J’allais bientôt devoir traverser le couloir, retrouver l’agitation du magasin. Je n’étais plus le même et ceux que j’allais rejoindre, à quelques mètres du cabinet de Louise, s’étaient transformés eux aussi. Derrière les masques qui venaient de tomber demeuraient deux souffrances insoupçonnables. Alertés par ma pâleur, mes parents se sont inquiétés, je les ai rassurés d’un sourire. Je les ai observés, ils n’avaient pas changé. Le silence allait persister et je n’imaginais pas ce qui pourrait me décider à le rompre. À mon tour je cherchais à les protéger.
Les semaines suivantes j’allais multiplier mes rendez-vous avec Louise, poursuivre mon enquête. Mon amie ouvrait un à un de nouveaux chapitres : ces événements dont j’avais appris les détails dans mon livre d’histoire, l’Occupation, Vichy, le sort des juifs, la ligne de démarcation, ne se réduisaient plus aux titres en gras d’un manuel scolaire, ils s’animaient soudain, photos en noir et blanc qui retrouvaient leurs couleurs. Mes parents les avaient traversés, ils en avaient été marqués bien davantage que je ne l’avais cru.
Hannah surgissait de la nuit, première épouse de Maxime, avec ses yeux pâles, son teint de porcelaine. Mère inquiète et tendre, veillant sur son fils unique. Plus mère que femme, dirait Louise pour excuser Maxime, pour ne pas accabler Tania.
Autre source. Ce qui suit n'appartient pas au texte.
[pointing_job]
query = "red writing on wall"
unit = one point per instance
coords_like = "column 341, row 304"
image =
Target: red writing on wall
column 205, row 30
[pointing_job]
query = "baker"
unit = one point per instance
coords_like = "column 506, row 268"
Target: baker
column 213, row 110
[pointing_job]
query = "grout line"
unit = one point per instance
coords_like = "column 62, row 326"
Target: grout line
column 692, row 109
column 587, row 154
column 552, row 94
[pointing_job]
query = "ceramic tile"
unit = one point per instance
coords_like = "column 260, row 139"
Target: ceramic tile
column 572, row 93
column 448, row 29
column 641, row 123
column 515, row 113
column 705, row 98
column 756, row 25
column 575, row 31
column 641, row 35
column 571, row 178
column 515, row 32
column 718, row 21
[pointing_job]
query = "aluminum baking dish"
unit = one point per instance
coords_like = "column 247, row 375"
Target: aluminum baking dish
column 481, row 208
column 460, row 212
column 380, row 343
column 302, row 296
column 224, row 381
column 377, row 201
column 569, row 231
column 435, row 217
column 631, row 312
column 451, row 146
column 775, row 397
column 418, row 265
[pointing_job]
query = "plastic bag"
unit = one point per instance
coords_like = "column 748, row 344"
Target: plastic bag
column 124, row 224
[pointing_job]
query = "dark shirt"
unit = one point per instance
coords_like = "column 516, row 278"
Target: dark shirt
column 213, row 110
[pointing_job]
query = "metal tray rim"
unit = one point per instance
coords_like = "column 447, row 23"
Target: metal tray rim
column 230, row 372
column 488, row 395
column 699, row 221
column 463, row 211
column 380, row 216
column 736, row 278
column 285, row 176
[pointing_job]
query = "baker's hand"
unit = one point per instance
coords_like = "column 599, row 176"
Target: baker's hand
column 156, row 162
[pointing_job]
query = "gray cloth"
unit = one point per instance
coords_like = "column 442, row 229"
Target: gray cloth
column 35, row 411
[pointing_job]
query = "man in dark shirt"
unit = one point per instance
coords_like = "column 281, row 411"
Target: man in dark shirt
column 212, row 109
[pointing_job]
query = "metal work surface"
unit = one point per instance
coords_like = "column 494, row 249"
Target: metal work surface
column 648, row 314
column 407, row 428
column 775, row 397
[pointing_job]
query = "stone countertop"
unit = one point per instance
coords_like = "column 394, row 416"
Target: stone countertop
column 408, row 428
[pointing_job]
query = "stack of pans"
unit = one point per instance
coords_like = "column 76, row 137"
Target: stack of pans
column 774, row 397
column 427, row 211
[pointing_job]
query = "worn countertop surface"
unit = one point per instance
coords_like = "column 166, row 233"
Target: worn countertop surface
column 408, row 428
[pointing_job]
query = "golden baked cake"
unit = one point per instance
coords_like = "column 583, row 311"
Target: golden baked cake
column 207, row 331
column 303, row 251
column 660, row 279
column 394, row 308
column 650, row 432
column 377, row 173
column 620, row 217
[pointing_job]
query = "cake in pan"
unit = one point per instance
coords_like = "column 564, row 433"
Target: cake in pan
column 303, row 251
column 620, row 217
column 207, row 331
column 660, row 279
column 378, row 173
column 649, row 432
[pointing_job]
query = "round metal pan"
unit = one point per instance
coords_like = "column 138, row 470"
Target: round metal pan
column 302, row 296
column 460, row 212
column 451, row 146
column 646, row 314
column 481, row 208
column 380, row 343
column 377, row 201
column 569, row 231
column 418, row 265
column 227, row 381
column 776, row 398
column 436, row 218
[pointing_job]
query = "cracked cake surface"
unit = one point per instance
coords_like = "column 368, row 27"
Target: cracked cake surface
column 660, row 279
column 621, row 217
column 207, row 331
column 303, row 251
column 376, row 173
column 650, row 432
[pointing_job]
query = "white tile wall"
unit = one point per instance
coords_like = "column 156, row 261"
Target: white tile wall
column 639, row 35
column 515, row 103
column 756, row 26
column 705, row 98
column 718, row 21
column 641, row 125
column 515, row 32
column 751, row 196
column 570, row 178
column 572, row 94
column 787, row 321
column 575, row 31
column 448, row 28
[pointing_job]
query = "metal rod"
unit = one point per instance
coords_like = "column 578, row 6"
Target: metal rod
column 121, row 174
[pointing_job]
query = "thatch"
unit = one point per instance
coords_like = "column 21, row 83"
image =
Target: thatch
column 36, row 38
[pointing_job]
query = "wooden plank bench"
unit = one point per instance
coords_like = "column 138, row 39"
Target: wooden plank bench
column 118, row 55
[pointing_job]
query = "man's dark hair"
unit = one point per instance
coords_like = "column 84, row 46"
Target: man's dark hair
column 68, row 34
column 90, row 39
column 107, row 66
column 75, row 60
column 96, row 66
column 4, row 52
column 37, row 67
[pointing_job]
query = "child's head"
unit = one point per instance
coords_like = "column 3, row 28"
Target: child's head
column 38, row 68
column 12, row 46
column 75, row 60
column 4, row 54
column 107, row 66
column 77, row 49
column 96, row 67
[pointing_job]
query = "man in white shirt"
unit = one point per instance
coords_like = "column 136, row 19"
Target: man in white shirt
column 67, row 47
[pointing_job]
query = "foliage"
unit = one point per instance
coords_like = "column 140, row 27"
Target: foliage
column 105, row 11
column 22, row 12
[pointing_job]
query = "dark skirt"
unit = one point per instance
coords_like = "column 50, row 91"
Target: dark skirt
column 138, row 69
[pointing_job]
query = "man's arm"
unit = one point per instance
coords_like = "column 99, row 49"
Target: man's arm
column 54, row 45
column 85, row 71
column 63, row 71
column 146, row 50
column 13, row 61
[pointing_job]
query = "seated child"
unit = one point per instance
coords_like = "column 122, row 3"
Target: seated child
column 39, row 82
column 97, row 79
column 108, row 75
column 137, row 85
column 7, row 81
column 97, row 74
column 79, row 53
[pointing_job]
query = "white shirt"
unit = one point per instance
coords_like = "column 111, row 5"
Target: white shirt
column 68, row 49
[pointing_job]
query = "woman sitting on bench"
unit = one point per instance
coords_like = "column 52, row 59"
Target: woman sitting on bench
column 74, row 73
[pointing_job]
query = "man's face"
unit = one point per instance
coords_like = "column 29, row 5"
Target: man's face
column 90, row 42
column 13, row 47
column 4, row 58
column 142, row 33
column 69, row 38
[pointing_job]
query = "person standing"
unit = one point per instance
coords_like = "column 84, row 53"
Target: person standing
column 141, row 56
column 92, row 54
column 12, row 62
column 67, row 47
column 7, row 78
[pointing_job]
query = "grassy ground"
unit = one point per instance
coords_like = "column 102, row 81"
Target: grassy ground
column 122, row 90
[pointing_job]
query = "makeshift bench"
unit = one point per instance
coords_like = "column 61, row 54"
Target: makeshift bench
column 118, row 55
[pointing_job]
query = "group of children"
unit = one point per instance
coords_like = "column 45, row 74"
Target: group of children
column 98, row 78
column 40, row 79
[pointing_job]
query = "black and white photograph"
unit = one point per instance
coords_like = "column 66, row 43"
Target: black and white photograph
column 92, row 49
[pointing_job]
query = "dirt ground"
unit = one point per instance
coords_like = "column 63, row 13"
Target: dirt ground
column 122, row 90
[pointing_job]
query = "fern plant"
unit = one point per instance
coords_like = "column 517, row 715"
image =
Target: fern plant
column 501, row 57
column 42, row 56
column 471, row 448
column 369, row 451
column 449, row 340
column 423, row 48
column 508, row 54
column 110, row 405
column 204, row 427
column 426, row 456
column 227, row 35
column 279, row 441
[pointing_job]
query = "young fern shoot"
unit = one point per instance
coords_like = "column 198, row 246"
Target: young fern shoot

J’apprenais à connaître Simon : fierté de son père, cœur de sa mère, graine de champion aux muscles déliés, conquérant dès son plus jeune âge. Et lorsque la voix de Louise se brisait, je restais insensible : je ne parvenais pas à m’apitoyer. Ce qu’elle me disait de Simon provoquait en moi une colère sourde dont je me sentais déjà coupable. J’essayais de me figurer sa détresse, son corps devenu semblable au mien grelottant sous l’étoffe grossière, ses côtes saillantes, son enfance réduite à cette poignée de cendres soufflée par le vent de Pologne. Mais je ressentais la morsure d’une jalousie féroce lorsque Louise évoquait les traits, le corps si bien dessiné du double parfait de Maxime, couvé par le regard admiratif de son père.
Après avoir vécu toutes ces années sous l’ombre d’un frère, je découvrais celui que mes parents m’avaient caché. Et je ne l’aimais pas. Louise m’avait brossé le portrait d’un enfant séducteur, sur de sa force, semblable en tous points à celui qui m’écrasait chaque jour. Et cette image, conscient de l’horreur de mon désir, j’aurais voulu la livrer aux flammes.